Rand gains as ANC backs Ramaphosa against corruption case
The Rand gained against the dollar, trading at 17.33 from 17.53 at last week’s close, as President Cyril Ramaphosa held on to power with his party’s support. The President fought off calls for his resignation after a report alleged misconduct related to millions of dollars of cash from his Phala Phala game farm. Ramaphosa has challenged the report in court, which he claims is unlawful. The Rand was supported by a moderate global risk-on mood, partially driven by an easing of Covid restrictions in China. Based on current trends, we expect the currency to continue strengthening towards 17 levels.
Egypt Pound dips amid sharpest contraction since 2020
The Pound depreciated marginally against the dollar, trading at 24.60 from 24.56 at last week’s close. The country’s non-oil private sector faced its sharpest contraction since June 2020, with the S&P Global Egypt Purchasing Managers’ Index falling to 45.4 in November from 47.7 a month earlier. Any reading below 50 signals a contraction. The Pound’s depreciation combined with increased raw materials costs and weaker export demand have all contributed to slower activity. That pressure is likely to ease in the medium term as global commodity prices start to decline. However, we expect the Pound to weaken further in the near term due to the economic strains the country is facing.
Kenyan Shilling hits new low before remittances season
The Shilling declined to a fresh dollar low, trading at 122.70/122.90 from 122.20/122.40 at last week’s close amid dollar demand from the energy and manufacturing sectors to make year-end and Christmas orders. Annual inflation eased slightly in November, slowing to 9.5% from 9.6% in October, mainly due to seasonal factors and falling international food prices. Food price inflation slowed to 15.4% from 15.8%, though fuel price inflation accelerated to 13.8% from 11.7% in October. Kenya’s FX reserves increased slightly to $7.07bn from $7.05bn a week earlier. We expect the Shilling to gain support from holiday season remittances, which will help bridge the country’s current account deficit in the wake of a rising import bill.

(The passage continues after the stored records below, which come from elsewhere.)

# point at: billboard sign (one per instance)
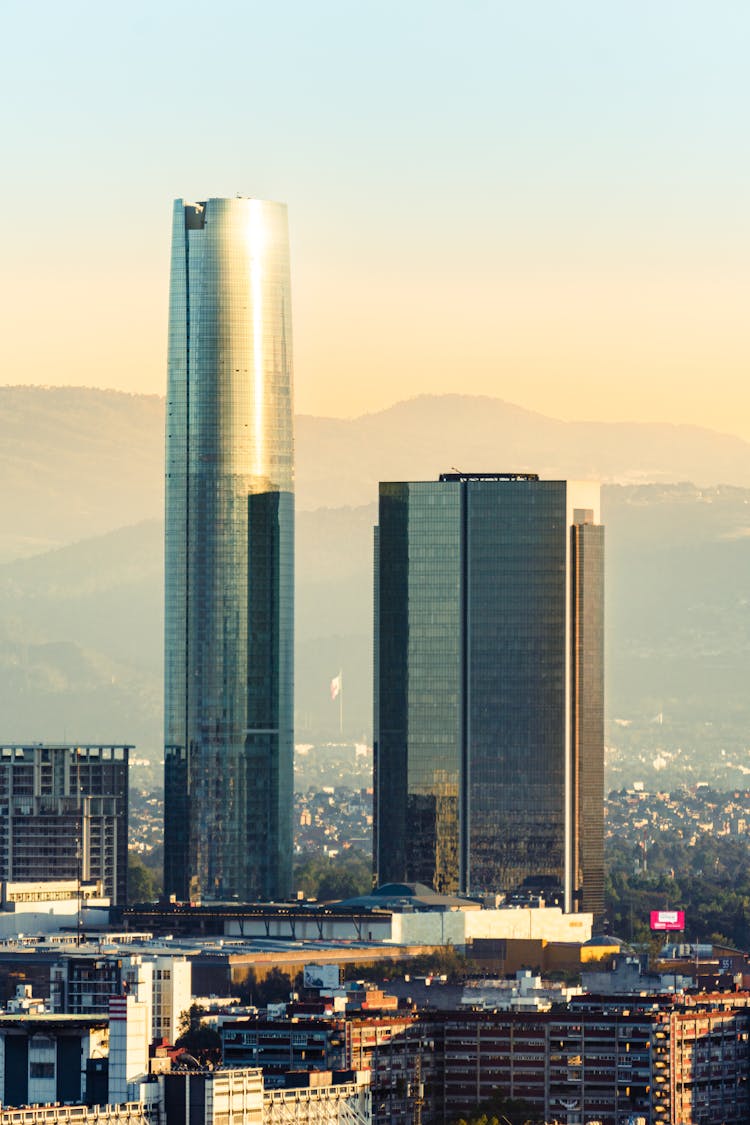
(668, 920)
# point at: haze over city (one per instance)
(538, 201)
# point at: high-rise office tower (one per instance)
(229, 554)
(488, 716)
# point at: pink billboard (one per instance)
(668, 919)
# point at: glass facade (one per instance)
(489, 739)
(228, 554)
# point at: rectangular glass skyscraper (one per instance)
(489, 690)
(228, 555)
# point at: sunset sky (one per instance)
(543, 201)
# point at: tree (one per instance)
(346, 875)
(500, 1109)
(201, 1041)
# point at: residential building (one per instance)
(63, 815)
(488, 686)
(229, 555)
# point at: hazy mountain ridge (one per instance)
(81, 626)
(77, 462)
(426, 435)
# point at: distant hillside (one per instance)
(340, 461)
(81, 624)
(77, 462)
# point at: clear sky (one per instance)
(542, 200)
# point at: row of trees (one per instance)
(710, 881)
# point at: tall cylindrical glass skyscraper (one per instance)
(229, 555)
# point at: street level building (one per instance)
(63, 816)
(229, 555)
(488, 714)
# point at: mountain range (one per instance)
(81, 557)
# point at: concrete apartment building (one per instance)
(63, 815)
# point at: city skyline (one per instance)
(539, 204)
(228, 628)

Ugandan business uptick spurs Shilling gains
The Shilling strengthened against the dollar, trading at 3685 from 3733 at last week’s close as business activity showed improvement for a fourth consecutive month. The Stanbic Bank Uganda Purchasing Managers’ Index rose to 50.9 in November from 50 the previous month as output and new orders expanded. The African Development Bank said it will provide $301m to help fund an upgrade to the country’s ageing rail infrastructure and reduce reliance on road transport for exports and imports in and out of neighbouring Kenya. Against this backdrop, we expect the Shilling to continue strengthening against the dollar in the near term.
Tanzanian growth buoys Shilling outlook
Tanzania’s Shilling was unchanged against the dollar, trading at 2333, in line with last week’s close. Authorities have started rationing water in Dar es Salaam as rains failed to arrive and water levels dropped on the Ruvu river. Millions of livestock have perished and crops have been destroyed by the country’s worst drought in at least 40 years. Tanzania’s economy overall has been expanding, growing by 4.8% in the second quarter, according to the Bank of Tanzania. That growth was propelled by an pickup in construction activity (growing 15.8%), trade and repair (8.3%), and transport and storage (8%). Given stronger economic growth, we expect the Shilling to appreciate marginally against the dollar by the end of the year.